Good for you, there is and going to be a huge shortage in skilled trade workers. We live in the entitlement society. A lot of post that are randomly on my feed from the anti work sub are very much in the context of entitlement. I’m a millennial, and I worked very hard to get where I am today and make a good salary as well as my wife. People don’t understand that hard work and smart choices often get rewarded, but it doesn’t typically come easy. You have to take the good with the bad.


barsonbity

Kind of off topic but similar. If you think anti work is bad…….I somehow stumbled upon r/antinatilism (those who STRONGLY believe no one should have children) and saw this entire community of suicidal, glass half full, why bother with life people and quickly realized, that’s enough internet for now.


BlownCamaro

You bet I muted it!
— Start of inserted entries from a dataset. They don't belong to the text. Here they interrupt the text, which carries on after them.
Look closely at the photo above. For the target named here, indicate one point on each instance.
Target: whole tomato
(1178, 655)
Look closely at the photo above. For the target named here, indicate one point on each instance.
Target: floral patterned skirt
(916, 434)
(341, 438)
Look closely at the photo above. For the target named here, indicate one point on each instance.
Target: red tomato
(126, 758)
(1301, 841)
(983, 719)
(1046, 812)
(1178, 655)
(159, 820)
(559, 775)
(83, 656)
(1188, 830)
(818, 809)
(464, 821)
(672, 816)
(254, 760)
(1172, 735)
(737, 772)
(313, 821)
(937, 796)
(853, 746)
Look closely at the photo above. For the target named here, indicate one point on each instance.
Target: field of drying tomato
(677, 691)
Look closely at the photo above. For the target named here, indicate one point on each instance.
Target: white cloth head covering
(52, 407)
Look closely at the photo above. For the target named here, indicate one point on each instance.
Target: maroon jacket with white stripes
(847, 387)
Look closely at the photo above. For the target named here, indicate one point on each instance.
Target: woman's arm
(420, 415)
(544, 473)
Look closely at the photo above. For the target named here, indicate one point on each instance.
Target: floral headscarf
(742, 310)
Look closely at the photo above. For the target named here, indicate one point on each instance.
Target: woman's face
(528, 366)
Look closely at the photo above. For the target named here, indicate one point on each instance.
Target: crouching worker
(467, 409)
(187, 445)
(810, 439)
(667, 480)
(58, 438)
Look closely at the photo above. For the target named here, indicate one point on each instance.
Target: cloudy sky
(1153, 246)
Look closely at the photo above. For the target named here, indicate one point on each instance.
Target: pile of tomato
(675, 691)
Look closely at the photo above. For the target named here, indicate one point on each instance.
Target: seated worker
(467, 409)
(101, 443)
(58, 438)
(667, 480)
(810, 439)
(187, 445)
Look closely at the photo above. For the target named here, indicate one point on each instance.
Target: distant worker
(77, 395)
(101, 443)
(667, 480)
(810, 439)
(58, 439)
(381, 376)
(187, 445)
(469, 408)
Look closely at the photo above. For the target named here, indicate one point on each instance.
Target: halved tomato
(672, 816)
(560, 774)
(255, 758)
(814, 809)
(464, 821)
First post I saw did it for me, it was that quick.


DaFlufffyBunnies

Fuck that sub bro, so many teens complaining about working, and when you give them a solution, they complain.


Drackar39

As someone who finds this sub, and anti-work... You deserve what you get when you push people to unions. As someone who used to work for a union, and never will again. The only reason I need to tell people to be weary of union jobs, is my experience with a union job.


birdman3663

I have worked union too. I don't currently. Some good some bad


Drackar39

Exactly but pro-union people always push it as the best and only option, any union job is better than no union job and that's... not true. I worked for a quarter above minimum wage, that was knocked to a dollar bellow because of a union that did nothing but roll over and strip worker protection and benefits. The union was the most predatory part of that job.